Now we unwind the last step by replacing the S-box with the originally specified entries of π:

uint32_t p_array[18] = {
    ...
    0x96ea497e, // 17
    0x7c3f81ca  // 18
};

uint32_t s_box[4][256] = {
    {
        0xd1310ba6, // [0][0]
        0x98dfb5ac  // [0][1]
        ...
    }
};

And then we perform the first iteration of the S-box expansion:

   ...
   uint32_t xl = p_array[16];
   uint32_t xr = p_array[17];
   Blowfish_encipher(&xl, &xr);
   fprintf(stdout, "xl = %x, xr = %x\n", xl, xr);
   ...

With the following result:

xl = 349a3164, xr = 85caba9f

And we have a match to the extracted S-box entries!

By completing the expansion per the specification, our expanded S-box entries are an exact match for the ones extracted from the shared library.

We now have objective proof the key expansion was performed according to the specification.

Now, about that encryption key …

The Last Stage

After searching everywhere, I eventually found a single reference to how I might obtain the key in an obscure set of slides⁶ by Rich Schroeppel. By following ‘Undoing Equivalent Expanded Keys’, I was able to slowly work backwards to recover the π XORd P array.
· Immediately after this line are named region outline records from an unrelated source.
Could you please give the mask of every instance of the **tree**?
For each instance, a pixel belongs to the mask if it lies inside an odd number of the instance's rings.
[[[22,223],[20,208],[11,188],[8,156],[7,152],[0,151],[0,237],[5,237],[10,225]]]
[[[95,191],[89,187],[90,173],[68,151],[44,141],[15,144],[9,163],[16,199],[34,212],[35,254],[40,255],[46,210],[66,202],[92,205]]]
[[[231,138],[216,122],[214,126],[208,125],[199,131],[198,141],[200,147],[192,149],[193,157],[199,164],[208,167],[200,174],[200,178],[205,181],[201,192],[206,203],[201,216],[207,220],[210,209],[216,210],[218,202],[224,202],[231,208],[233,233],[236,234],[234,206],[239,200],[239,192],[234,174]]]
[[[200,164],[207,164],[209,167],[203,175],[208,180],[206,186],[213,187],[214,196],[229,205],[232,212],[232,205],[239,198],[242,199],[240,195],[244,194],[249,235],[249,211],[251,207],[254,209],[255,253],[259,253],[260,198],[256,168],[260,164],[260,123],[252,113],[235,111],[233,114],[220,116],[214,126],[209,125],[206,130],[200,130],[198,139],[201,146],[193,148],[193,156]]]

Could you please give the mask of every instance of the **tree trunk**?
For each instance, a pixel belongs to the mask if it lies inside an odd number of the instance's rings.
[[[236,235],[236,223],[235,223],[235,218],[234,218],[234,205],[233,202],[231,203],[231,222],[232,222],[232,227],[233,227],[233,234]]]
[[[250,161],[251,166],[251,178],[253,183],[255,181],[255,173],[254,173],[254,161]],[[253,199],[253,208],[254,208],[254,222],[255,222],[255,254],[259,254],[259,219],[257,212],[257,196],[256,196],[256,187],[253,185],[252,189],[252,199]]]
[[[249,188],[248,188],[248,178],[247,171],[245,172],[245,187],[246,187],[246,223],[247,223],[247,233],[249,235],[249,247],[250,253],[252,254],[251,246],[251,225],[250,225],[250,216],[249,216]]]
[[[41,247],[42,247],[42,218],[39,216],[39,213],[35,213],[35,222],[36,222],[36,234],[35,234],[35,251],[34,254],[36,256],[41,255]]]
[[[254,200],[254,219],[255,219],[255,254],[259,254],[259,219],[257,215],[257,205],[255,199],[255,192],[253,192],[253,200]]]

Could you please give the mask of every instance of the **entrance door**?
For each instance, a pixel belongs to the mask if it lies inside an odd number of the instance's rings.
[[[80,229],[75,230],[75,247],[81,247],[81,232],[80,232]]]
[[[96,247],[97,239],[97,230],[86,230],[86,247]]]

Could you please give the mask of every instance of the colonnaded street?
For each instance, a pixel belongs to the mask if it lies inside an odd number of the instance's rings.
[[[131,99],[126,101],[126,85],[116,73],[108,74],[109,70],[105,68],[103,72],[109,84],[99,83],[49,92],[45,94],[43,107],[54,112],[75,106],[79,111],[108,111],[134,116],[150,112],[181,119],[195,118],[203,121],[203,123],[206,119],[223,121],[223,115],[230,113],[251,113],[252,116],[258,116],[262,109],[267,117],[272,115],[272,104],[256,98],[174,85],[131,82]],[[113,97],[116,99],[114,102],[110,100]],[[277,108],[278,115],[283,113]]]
A fellow (and awesome) FujiHack member, tiredboffin⁷ was a significant help here, publishing some code⁸ to automate undoing Blowfish expanded keys.

The ‘key’ concept lies in realising the following about the Blowfish cipher:

the F() function does not use the P array
the P array is only used as an XOR input in Blowfish_encipher()
(A XOR B) XOR B = A

By carefully replacing P array values in reverse with XOR’d and ciphered versions, we can unwind the P array cipher stage of the key expansion. Once complete, the P array is now key XOR π. And finally, (key XOR π) XOR π = key.

I now had the private key⁹.

The full transform required finding some hardcoded salt values, realising mix() was actually a hashing function and determining the content and hashing order.

Stage 02

The stage 02 message is constructed by randomly selecting from a known, limited set of salts. This salt is then used in generating a hash from the timestamps and session IDs of both camera and connecting device. This message could be considered the challenge in authentication-speak.

Stage 03

Stage 03 is the response of a challenge-response authentication system. As the salt is randomly selected from a known set, it is necessary to iterate and hash through all the salts until a match is found. Once a salt is identified, it is used to generate the response, thereby “authenticating” ourselves with the camera.

And …

Once all the pieces were assembled, the 4 stage handshake could be completed and decoded as:

Stage	4 bytes	4 bytes	8 (left 4 + right 4) bytes
`01`	timestamp (`tA`)	SessionID (`sA`)	connectionID
`02`	timestamp (`tB`)	SessionID (`sB`)	hash(salt + `tB` + `sB` + `tA` + `sA`)
`03`	timestamp (`tA`)	SessionID (`sA`)	hash(salt + `tA` + `sA` + `tB` + `sB`)
`04`	timestamp (`tB`)	SessionID (`sB`)	Camera Serial Number

This puzzle box is no longer a puzzle.

Epilogue

Ultimately, furble is still unable to fully connect to a Nikon camera in smart device mode. After the initial handshake, the camera changes from Bluetooth LE to Bluetooth Classic to perform the secure bond. As the underlying library for furble is Bluetooth LE only, it cannot be supported without significant effort.

The hashing algorithm, salts and private key are within the source code for furble in the hope that others may achieve interoperability.